Both tolerance and physical dependence can develop during chronic opioid therapy. Tolerance is the need for increasing doses of opioids to maintain a defined effect such as analgesia (in the absence of disease progression or other external factors). Tolerance may occur to both the desired and undesired effects of drugs, and may develop at different rates for differenteffects.
Physical dependence is a physiological state in which the body adapts to the drug after a period of regular exposure, resulting in withdrawal symptoms after abrupt discontinuation or a significant dosage reduction of a drug. Withdrawal also may be precipitated through the administration of drugs with opioid antagonist activity (e.g., naloxone, nalmefene), mixed agonist/antagonist analgesics (e.g., pentazocine, butorphanol, nalbuphine), or partial agonists (e.g., buprenorphine). Physical dependence may not occur to a clinically significant degree until after several days to weeks of continued opioid usage.

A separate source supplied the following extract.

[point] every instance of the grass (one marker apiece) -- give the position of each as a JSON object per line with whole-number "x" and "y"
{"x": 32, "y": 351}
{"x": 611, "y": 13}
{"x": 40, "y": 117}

Do not abruptly discontinue APADAZ in a patient physically dependent on opioids. Rapid tapering of APADAZ in a patient physically dependent on opioids may lead to serious withdrawal symptoms, uncontrolled pain, and suicide. Rapid discontinuation has also been associated with attempts to find other sources of opioid analgesics, which may be confused with drug-seeking for abuse.

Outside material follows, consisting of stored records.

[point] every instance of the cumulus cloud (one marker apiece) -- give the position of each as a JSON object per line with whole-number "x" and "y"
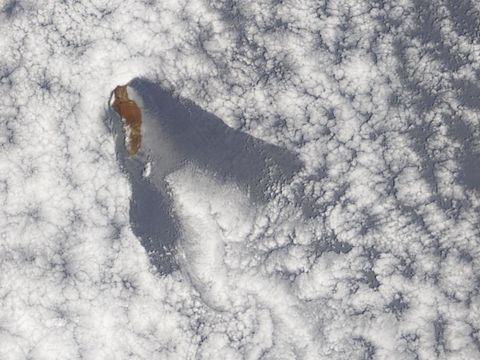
{"x": 367, "y": 250}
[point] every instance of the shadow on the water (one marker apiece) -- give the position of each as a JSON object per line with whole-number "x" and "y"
{"x": 176, "y": 132}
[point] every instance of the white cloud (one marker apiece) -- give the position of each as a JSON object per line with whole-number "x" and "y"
{"x": 369, "y": 251}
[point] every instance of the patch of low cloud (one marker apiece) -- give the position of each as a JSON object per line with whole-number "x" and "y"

When discontinuing APADAZ, gradually taper the dosage using a patient-specific plan that considers the following: the dose of APADAZ the patient has been taking, the duration of treatment, and the physical and psychological attributes of the patient. To improve the likelihood of a successful taper and minimize withdrawal symptoms, it is important that the opioid tapering schedule is agreed upon by the patient. In patients taking opioids for a long duration at high doses, ensure that a multimodal approach to pain management, including mental health support (if needed), is in place prior to initiating an opioid analgesic taper [see Dosage and Administration (2.5), Warnings and Precautions (5.16)].
Infants born to mothers physically dependent on opioids will also be physically dependent and may exhibit respiratory difficulties and withdrawal signs [see Use in Specific Populations (8.1)].